To achieve 1NF you need to handle your table, much likely creating new tables, so data can be normalized.
Take the table players, for this example. It as many multivalued attributes, which inflicts 1NF.
player_id | items |
jane | 1 amulets, 2 rings, 1 shields |
john | 12 arrows, 1 bow, 2 rings |
mary | 2 rings, 1 staff, 2 hood |
lisa | 1 rings, 2 dagger, 2 hood |
In order to achieve 1NF we have to decompose this table in two tables, like these:
player_id |
jane |
john |
mary |
lisa |
Here played being the primary key.
player_id | Item_type | Quantity |
jane | amulets | 1 |
jane | rings | 2 |
jane | shields | 1 |
john | arrows | 12 |
john | bow | 1 |
john | rings | 2 |
mary | rings | 2 |
mary | staff | 1 |
mary | hood | 2 |
lisa | rings | 1 |
lisa | dagger | 2 |
lisa | hood | 2 |
Here the combination of player + items being the primary key.
What is 2NF?
In theoretical terms, second formal form relations are defined as follows:
- The relation is in first normal form.
- All non-key attributes are functionally dependent on the entire primary key. Meaning: no part-key dependency allowed.

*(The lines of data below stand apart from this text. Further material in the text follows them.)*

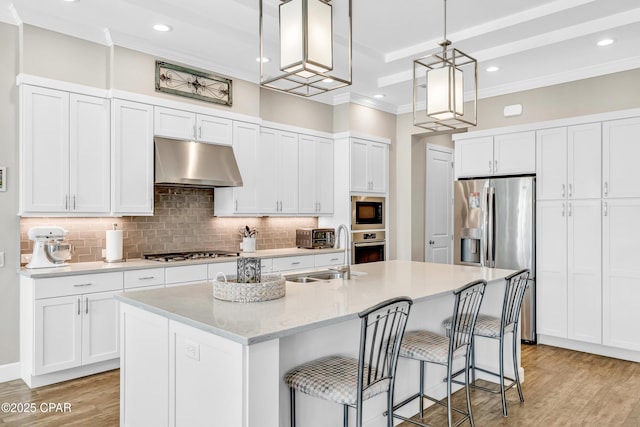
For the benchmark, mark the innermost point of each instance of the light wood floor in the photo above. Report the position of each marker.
(562, 388)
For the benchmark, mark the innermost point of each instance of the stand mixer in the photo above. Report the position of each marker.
(49, 248)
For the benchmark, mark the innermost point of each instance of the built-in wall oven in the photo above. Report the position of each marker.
(368, 246)
(367, 213)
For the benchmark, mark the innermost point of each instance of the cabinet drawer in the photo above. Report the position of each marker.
(293, 263)
(323, 260)
(141, 278)
(76, 285)
(186, 273)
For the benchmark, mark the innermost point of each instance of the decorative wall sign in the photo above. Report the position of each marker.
(194, 84)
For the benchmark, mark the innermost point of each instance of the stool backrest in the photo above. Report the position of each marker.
(465, 312)
(382, 328)
(513, 295)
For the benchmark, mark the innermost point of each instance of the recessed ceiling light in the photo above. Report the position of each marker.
(605, 42)
(162, 28)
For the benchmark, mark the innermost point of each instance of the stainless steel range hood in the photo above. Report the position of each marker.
(195, 164)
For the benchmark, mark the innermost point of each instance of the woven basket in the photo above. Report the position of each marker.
(271, 287)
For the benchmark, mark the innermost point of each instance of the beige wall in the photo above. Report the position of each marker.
(9, 221)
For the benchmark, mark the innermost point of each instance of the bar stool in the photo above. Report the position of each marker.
(350, 381)
(429, 347)
(496, 328)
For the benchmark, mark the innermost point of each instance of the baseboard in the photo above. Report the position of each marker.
(9, 372)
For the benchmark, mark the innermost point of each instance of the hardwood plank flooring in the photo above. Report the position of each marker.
(562, 388)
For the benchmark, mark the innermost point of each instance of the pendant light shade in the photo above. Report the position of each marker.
(306, 32)
(441, 84)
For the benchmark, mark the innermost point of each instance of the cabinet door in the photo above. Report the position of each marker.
(45, 150)
(359, 177)
(620, 154)
(246, 137)
(174, 123)
(324, 176)
(214, 129)
(551, 167)
(58, 334)
(551, 268)
(100, 328)
(132, 166)
(584, 271)
(585, 158)
(474, 157)
(621, 274)
(89, 154)
(514, 153)
(377, 167)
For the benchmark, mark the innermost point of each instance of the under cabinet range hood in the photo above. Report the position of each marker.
(183, 163)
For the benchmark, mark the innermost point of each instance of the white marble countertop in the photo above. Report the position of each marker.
(71, 269)
(306, 305)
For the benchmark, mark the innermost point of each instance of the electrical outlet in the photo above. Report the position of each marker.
(192, 350)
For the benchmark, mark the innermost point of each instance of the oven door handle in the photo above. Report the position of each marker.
(363, 244)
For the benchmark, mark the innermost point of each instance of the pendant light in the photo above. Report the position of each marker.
(440, 82)
(307, 46)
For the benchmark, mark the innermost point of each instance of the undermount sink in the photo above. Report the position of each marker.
(315, 276)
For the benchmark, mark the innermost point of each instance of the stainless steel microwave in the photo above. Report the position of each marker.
(367, 213)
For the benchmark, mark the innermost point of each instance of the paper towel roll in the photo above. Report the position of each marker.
(114, 245)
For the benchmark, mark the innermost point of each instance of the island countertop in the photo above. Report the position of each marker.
(306, 305)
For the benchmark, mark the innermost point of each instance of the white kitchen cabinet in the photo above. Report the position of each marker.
(278, 172)
(621, 273)
(620, 154)
(132, 153)
(584, 271)
(551, 268)
(68, 134)
(242, 200)
(179, 124)
(506, 154)
(369, 166)
(315, 175)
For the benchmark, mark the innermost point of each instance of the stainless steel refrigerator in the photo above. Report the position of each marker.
(494, 226)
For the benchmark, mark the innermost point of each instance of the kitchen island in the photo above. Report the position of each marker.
(188, 359)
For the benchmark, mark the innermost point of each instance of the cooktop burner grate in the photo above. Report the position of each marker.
(189, 256)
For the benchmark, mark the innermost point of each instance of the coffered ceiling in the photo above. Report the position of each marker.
(533, 42)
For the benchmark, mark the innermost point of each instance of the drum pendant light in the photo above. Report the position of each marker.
(440, 82)
(307, 46)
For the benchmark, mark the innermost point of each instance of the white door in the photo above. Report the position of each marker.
(45, 150)
(58, 334)
(551, 268)
(89, 154)
(584, 271)
(621, 274)
(100, 320)
(439, 205)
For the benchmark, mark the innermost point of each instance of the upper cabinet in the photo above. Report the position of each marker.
(569, 161)
(315, 171)
(506, 154)
(65, 153)
(369, 166)
(179, 124)
(620, 154)
(132, 158)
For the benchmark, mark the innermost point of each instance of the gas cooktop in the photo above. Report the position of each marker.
(189, 256)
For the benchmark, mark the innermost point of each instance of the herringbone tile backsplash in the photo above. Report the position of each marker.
(182, 221)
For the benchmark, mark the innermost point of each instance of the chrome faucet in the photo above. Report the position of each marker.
(345, 269)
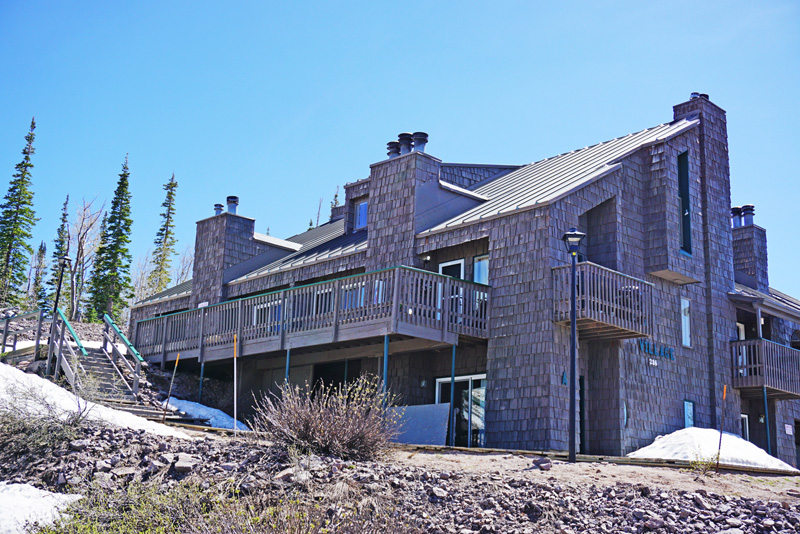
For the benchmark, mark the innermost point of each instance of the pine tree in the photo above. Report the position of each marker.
(38, 294)
(111, 282)
(159, 277)
(60, 250)
(16, 223)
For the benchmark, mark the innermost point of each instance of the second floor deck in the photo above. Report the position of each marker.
(609, 304)
(400, 300)
(763, 366)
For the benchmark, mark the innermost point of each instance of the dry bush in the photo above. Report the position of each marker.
(352, 421)
(189, 509)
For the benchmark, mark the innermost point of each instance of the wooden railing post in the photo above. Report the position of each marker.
(240, 326)
(337, 285)
(5, 333)
(446, 304)
(60, 356)
(201, 344)
(38, 334)
(396, 277)
(164, 344)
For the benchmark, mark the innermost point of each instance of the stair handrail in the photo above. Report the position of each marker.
(110, 322)
(72, 331)
(135, 370)
(62, 363)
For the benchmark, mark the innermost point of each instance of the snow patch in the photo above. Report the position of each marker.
(22, 503)
(216, 418)
(35, 390)
(693, 444)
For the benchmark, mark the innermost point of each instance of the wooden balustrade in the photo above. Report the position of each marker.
(379, 300)
(759, 363)
(609, 304)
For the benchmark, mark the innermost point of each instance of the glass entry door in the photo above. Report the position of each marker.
(470, 401)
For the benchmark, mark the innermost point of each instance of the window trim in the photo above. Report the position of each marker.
(686, 324)
(475, 260)
(459, 261)
(357, 205)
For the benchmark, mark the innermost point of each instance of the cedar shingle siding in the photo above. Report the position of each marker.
(624, 194)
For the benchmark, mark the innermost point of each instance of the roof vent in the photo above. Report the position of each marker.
(232, 203)
(736, 217)
(748, 210)
(405, 143)
(420, 140)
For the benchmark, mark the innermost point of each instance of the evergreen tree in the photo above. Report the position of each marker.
(16, 222)
(111, 283)
(60, 250)
(159, 277)
(38, 294)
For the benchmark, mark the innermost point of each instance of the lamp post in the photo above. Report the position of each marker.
(62, 261)
(572, 240)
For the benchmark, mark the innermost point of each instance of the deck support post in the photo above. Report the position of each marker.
(385, 385)
(766, 418)
(200, 388)
(452, 399)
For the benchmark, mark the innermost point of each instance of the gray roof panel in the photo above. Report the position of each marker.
(550, 179)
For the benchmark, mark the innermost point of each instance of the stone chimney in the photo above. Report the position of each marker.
(750, 251)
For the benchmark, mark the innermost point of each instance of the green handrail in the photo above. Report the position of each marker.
(72, 331)
(110, 322)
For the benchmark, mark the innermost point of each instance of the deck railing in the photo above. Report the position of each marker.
(761, 362)
(396, 295)
(605, 296)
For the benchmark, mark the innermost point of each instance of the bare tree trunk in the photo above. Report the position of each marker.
(84, 239)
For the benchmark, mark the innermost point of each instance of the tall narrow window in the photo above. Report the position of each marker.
(686, 322)
(683, 202)
(361, 214)
(480, 269)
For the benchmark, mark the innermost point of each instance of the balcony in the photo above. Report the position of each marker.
(401, 300)
(610, 305)
(760, 364)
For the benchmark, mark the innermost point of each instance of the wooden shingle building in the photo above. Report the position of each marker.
(447, 277)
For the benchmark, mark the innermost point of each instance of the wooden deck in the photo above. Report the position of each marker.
(401, 300)
(610, 305)
(760, 363)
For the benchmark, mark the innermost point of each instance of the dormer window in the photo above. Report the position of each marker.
(361, 215)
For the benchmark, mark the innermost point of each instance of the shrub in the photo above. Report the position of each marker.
(354, 421)
(187, 508)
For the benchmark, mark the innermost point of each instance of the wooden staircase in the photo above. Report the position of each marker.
(109, 375)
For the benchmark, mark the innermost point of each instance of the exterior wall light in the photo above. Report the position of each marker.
(572, 241)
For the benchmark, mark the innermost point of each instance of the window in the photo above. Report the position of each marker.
(480, 269)
(688, 414)
(745, 419)
(683, 203)
(361, 214)
(686, 322)
(469, 403)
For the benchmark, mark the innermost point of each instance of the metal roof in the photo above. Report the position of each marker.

Let’s enhance our last table, to add player rating:
player_id | item_type | item_quantity | player_rating |
jane | amulets | 1 | Intermediate |
jane | rings | 2 | Intermediate |
jane | shields | 1 | Intermediate |
john | arrows | 12 | Beginner |
john | bow | 1 | Beginner |
john | rings | 2 | Beginner |
mary | rings | 2 | Advanced |
mary | staff | 1 | Advanced |
mary | hood | 2 | Advanced |
lisa | rings | 1 | Advanced |
lisa | dagger | 2 | Advanced |
lisa | hood | 2 | Advanced |
On the table above item_quantity and player_rating are non-key attributes, meaning, they do not compose or participate on the primary key for this table. We can therefore say that: player_id + item_type determines item_quantity, the terminology being:
- { player_id , item_type } -> item_quantity
Meaning that, for every unique combination of player_id + item_type (aka, for every primary key) there is only one item_quantity. The next question is, are there other functional dependencies on this table? Yes, there are. Here are they:
- player_id -> player_rating
But why is the first functional dependency correct and not the second one?

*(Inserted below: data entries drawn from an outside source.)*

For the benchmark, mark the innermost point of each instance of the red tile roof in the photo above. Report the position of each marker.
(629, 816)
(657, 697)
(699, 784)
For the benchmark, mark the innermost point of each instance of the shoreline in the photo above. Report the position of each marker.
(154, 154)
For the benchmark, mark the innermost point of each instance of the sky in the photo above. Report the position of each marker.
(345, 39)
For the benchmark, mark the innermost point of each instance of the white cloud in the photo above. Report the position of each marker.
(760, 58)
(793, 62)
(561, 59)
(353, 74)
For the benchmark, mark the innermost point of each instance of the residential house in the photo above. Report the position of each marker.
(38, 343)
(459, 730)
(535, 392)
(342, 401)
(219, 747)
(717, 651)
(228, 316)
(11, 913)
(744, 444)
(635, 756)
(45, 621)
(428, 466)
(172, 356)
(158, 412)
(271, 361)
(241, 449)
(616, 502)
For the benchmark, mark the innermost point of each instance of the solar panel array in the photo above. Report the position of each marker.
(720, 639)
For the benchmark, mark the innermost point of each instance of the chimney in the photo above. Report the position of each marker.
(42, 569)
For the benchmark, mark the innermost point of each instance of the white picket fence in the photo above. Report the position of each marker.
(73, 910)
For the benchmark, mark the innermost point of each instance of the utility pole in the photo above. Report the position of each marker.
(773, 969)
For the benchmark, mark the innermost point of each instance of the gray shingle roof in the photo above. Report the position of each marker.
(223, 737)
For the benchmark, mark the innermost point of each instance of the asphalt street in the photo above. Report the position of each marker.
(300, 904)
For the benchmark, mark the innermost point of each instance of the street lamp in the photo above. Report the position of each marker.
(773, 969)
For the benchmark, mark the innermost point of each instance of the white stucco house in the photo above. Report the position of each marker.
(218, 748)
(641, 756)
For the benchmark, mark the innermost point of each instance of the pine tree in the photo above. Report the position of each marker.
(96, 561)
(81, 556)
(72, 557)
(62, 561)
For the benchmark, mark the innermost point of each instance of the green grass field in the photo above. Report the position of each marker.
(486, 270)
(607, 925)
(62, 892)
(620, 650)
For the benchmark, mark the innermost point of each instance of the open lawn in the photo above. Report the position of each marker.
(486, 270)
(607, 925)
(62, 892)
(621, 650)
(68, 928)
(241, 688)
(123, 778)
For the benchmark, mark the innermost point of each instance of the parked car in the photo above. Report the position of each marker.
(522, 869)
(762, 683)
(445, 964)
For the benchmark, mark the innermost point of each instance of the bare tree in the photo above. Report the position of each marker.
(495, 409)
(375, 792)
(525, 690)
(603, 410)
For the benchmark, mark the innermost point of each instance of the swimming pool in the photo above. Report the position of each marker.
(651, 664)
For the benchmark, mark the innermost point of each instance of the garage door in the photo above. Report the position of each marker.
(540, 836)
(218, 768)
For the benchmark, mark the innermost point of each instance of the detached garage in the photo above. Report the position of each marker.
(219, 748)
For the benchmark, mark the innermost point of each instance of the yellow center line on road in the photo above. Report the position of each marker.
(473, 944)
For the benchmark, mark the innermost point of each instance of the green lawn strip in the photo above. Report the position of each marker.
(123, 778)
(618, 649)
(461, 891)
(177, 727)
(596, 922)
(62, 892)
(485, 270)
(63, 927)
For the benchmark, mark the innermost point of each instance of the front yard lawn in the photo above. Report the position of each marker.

Because functional dependency is a one-way relationship between two attributes such that at any given time, for each unique value of attribute A, only one value of attribute B is associated with it.
And, as we can see here, on the functional dependency “player_id -> player_rating” there are no uniqueness on this relationship.
Now that we have identified all the functional dependencies (FD) we can use the determinant of each of this FDs, and create a separate table, a separate entity, using those determinants as primary key. Like these:
Note on determinant: To clarify what are our determinants here we first need to know which are the Functional Dependencies we got, so here are the FDs:
- { player_id , item_type } -> item_quantity
- player_id -> player_rating
So we have determinant { player_id , item_type } for our FD #1 and player_id as our determinante for FD #2.
What is the definition of Determinant?
An attribute on which other attributes are functionally dependent on.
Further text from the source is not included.